Colo Republicans Mobilize to Fight Education Tax Hike
Battle lines are being drawn over a ballot measure before voters this fall that would temporarily hike Colorado’s sales and income taxes to backfill millions of dollars in recent cuts to education. A group of former and current Colorado Republican lawmakers calling itself "Save Colorado Jobs" has now formed to fight the measure.
Proposition 103 would raise the state’s income tax rate by .463% to five percent and its sales tax by a tenths of a percent to three percent, or as its supporters are quick to point out, restore the tax levels to where they were during the late 1990s.
But that was when the economy was booming, says former state Rep. Victor Mitchell, (R-Douglas County) who spoke at a capitol news conference unveiling the “Save Colorado Jobs” opposition committee.
"Although it’s a worthy cause to say we want to put more money into K through 12, there’s a cost to that and that cost is going to be an impact on our economy," Mitchell said Thursday.
Mitchell’s group released a study produced by a free-market think tank that showed thousands of jobs would be LOST over the five year period if the measure passes.

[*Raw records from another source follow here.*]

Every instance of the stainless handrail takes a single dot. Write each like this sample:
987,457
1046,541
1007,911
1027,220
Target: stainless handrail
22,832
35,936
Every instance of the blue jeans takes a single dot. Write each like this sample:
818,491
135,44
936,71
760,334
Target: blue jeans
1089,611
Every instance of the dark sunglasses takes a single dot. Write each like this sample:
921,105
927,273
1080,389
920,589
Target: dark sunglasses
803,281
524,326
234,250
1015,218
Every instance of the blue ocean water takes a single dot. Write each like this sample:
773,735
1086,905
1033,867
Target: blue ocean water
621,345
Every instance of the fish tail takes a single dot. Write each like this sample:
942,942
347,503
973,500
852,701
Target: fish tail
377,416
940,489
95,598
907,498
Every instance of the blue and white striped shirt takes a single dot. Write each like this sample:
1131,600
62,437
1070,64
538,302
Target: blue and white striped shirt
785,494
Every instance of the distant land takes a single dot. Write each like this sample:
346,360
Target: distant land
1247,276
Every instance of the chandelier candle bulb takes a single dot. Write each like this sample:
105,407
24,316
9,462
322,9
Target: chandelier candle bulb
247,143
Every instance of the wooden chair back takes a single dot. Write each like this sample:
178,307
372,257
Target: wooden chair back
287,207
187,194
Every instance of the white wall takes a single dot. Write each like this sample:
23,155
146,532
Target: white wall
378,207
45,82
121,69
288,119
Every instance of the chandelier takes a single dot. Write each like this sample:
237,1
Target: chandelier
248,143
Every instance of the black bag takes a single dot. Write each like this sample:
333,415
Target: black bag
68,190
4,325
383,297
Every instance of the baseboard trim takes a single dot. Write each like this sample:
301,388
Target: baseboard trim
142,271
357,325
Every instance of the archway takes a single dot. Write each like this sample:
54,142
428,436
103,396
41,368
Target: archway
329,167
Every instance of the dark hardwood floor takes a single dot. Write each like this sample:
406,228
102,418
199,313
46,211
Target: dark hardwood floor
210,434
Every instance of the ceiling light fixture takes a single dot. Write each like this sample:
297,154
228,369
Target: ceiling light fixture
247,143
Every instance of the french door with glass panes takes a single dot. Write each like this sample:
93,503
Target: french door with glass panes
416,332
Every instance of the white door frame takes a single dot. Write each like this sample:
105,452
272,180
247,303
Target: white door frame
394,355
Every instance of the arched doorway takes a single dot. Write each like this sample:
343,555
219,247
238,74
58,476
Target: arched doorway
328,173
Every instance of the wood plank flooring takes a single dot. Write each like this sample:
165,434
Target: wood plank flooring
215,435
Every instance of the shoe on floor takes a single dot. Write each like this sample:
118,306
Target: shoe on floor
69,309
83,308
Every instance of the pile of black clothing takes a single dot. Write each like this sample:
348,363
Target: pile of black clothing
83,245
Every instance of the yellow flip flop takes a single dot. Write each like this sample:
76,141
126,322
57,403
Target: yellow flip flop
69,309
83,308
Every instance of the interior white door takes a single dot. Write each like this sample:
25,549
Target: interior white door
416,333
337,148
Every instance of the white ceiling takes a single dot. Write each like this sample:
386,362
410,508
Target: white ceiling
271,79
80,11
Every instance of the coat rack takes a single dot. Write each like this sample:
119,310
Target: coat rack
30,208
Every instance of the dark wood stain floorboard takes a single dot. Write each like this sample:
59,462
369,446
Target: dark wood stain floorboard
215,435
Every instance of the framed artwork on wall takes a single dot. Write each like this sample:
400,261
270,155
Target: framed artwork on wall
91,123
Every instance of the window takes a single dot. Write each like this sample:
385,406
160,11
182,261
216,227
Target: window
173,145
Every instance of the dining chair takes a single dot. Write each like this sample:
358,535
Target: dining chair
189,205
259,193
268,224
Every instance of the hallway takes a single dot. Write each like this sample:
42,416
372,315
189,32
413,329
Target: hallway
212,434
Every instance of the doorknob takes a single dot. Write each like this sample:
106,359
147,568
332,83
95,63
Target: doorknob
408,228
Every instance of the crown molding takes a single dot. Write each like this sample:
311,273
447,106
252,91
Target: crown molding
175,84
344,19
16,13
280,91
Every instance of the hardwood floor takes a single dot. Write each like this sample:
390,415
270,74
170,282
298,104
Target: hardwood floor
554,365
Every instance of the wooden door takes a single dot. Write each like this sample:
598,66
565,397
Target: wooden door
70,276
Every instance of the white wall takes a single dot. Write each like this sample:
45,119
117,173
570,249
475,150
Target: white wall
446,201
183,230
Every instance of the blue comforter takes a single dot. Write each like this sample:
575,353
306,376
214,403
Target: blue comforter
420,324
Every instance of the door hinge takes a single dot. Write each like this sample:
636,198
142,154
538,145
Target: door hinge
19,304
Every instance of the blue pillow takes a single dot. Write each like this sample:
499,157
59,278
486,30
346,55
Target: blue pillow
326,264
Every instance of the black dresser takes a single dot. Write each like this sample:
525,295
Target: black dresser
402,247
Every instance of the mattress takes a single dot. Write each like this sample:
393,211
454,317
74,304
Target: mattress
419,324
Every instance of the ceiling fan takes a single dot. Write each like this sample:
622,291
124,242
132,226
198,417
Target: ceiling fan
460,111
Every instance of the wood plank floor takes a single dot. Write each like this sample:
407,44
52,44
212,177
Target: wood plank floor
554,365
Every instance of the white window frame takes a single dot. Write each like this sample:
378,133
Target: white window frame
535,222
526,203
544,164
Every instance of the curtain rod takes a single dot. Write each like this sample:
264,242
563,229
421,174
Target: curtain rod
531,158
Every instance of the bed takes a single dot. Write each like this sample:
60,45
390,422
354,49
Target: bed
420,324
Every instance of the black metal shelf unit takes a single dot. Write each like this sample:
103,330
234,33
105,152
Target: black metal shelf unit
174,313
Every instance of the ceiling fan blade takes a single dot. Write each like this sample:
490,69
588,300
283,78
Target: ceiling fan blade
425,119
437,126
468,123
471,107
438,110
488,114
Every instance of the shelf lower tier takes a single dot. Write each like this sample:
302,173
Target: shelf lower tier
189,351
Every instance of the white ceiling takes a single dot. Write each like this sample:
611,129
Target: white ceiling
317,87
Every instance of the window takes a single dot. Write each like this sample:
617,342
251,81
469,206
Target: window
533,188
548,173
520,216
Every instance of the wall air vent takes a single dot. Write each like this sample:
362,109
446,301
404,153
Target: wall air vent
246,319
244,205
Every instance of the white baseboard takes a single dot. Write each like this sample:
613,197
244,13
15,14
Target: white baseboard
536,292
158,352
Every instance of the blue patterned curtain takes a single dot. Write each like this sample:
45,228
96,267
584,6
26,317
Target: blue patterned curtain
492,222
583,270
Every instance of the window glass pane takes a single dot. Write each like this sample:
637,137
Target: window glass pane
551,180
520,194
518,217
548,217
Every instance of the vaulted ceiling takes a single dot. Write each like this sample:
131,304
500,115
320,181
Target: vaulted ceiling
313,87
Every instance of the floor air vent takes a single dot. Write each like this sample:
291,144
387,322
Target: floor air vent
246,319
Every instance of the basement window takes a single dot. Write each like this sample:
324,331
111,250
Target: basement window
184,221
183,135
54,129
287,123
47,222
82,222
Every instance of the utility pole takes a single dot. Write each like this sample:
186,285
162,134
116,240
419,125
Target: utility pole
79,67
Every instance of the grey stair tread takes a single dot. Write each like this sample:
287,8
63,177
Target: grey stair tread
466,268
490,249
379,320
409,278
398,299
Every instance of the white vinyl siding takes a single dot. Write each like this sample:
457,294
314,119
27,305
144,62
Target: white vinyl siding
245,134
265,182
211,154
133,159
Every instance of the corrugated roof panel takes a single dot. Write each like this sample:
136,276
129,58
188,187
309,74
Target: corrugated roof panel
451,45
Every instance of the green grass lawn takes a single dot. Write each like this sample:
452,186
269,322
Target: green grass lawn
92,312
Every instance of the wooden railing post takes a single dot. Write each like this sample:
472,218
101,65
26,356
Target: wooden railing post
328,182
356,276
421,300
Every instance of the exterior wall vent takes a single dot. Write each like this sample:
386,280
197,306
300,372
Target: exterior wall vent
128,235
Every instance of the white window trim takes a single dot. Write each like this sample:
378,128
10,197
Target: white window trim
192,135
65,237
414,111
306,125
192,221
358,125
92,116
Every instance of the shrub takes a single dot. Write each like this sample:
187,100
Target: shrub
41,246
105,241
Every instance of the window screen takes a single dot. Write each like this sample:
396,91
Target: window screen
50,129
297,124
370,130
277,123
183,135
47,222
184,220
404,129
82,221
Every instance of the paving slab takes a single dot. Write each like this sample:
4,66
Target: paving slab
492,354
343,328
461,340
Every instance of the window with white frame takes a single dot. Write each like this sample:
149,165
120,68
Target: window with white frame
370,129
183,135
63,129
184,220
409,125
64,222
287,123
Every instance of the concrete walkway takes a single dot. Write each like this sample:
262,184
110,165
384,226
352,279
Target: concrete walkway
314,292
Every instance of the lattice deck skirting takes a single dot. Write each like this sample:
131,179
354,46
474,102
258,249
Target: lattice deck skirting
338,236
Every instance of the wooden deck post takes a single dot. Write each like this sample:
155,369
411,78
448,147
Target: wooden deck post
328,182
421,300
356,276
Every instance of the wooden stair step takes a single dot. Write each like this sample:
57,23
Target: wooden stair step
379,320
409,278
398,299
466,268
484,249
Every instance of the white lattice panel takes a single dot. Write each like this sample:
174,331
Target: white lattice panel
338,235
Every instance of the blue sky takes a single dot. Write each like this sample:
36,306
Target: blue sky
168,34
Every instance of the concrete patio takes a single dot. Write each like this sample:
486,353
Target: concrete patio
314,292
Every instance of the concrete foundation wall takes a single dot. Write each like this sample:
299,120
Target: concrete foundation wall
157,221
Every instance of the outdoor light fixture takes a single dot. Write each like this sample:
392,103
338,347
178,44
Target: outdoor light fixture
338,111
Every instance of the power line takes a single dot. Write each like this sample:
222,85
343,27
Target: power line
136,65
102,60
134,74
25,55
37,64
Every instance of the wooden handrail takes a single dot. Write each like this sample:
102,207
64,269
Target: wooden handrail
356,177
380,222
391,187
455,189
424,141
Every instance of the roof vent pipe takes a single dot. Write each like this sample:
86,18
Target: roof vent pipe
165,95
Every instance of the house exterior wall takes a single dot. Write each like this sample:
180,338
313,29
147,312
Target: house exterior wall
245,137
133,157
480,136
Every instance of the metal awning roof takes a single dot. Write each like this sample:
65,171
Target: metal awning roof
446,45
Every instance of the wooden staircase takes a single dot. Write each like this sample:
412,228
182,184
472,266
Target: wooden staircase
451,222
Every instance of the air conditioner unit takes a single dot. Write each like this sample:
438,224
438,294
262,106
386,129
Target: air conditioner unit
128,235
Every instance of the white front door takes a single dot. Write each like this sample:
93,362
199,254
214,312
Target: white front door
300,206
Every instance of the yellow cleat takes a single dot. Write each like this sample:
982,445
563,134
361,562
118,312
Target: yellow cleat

The study and its numbers were quickly disputed by State Senator Rollie Heath (D-Boulder), chief architect of the ballot measure who was standing outside the news conference seemingly chomping at the bit to respond.
"We’ve gone from virtually the best, to the worst, and to think that we can attract jobs which to me is the most critical thing we’re trying to do here, without investing in education, just makes no sense to me at all," Heath said.
Support for Heath’s measure has been slow to get off the ground. Even many in his own party have said that another dedicated funding stream for education could further jeopardize many other essential state programs in the already stressed budget.